We’re having the February blahs two weeks early, folks. Both the weather, the job stress from December and the fact that Disney is 135 days away (That’s almost half a year to an overly dramatic teen ager or an infantile adult), has got me curmudgeonly. SharkBoy to the rescue! He produces two tickets to…
Monster Jam 2009, Toronto, Rogers Centre.
The closest I’ve ever come to one of these displays of manlymanness was a tractor pull in Tillsonburg back when we were campers. Note the head of the bald daddy that wanders past in the video above-that was basically the flavour of the evening, including the hairy butt crack we could glimpse at every “jump up and shout” moment. Those moments made me feel like I was returning to church after years being away: it was the same awkwardness when everyone rose to their feet and pumped the air with their fists when a monster truck… did something… Oh? Am I to genuflect now? Yes it was “redneck”, if there is such a thing in Canada, yes they had a shameless display of post-911 patriotism, yes a car caught fire. The whole thing reminded me of where the Fleshfair scene from Spielberg’s A.I. was borne. The crowd was cheering for blood (motor oil?) at the mere rev of an engine. At one point the woman behind me was ready to run down to the field and rip the heart out of one of the drivers for doing so poorly. Poorly? For driving in circles and doing the odd jump? I use to do that when I borrowed Dad’s car as a teen.
I also got a new camera. We ditched the Canon A640 for something less powerful and more compact: the Casio Eilixim. SharkBoy’s new compact Canon made me envious of his portability and after some research I found a deal over on Kijiji for one, which is a whole other blog post about crap falling off a truck, but I digress. Anywhoo, this is a sweet little, thin camera, nearly half the width of SharkBoy’s Canon. I tried many pre-sets last night, including the “YouTube Opitimized video” setting. At a distance, the focus ain’t the greatest, you lose it when you zoom in or out. In fact, the digital zoom is quite grainy. But what I gave up in power, I certainly gained in compressed bulk and ease of use. I think I’ll get the hang of it fast.
11 thoughts on “Testosterone, in rest and in motion”
Michael: Coming from such a larger, more powerful camera is a bit of a letdown on the image quality. Though I haven’t found a point and shoot camera who’s digital zoom wasn’t crappy. I’m not regretting changing cameras though. Love the size and it does what I want.
I just got the Casio as well and at first didn’t enjoy it but I do now. Perhaps you should turn of the “digital zoom” and just use the optical – it’s not the greatest but at least it’s not grainy.
GTA V: Indianapolis?
I’m going to the next Monstertruck Jam in Indy. And I’m taking a cab home after, if you know what I mean.
cb: Yes they are. We have Wal Marts and trailer parks too. Just odd to see so many of them in one place. And judging by the drama that was happening all around us at 10 minutes after the show started, no redneck understands the concept of “numbered seats on their tickets”.
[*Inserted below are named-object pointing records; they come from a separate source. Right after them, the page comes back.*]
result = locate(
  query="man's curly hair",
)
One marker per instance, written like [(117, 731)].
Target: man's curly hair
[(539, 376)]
Madame: Its “holy crap can I touch it?” thin. But like I said, the pictures aren’t as good and takes a little more care for image set up. Meh. I’m happy.
Mike: there were a bevvy of breakdowns in the first half of the “show”. The sponsors were probably nervously huffing back Jim Beam up in the Skyboxes.
SharkBoy: I spells em like I wants them to be.
Mutant: We have Larry the Cable Guy. Isnt that enough? I like the idea of ute musters… curious…
Wait, do you mean to tell me there is something wrong with being a redneck, or bogan as we call ’em over here? I’m so proud of my intact boginity though! Tractor pulls, monster trucks, motor cross stunts, ute musters (you don’t get them, but imagine as many redneck pick-up trucks as you can in one spot).
Okay so it might not be everyone’s cup of Jim Beam, but you have to admit, you liked it just a little bit right, hairy butt-crack and all?
That is one nice Exlilxxilixlm camera
I dunno – after seeing how easily the wheel came off that truck, I wonder if the mechanic of that truck is the same one that I’ve encountered when I’ve taken my car to get it fixed (at least that was the intent) at Canadian Tire.
that camera looks to be the thickness of 2 or 3 stacked credit cards!
Dude, the mere fact that you have monster truck rallies in Canada PROVES that there are rednecks everywhere.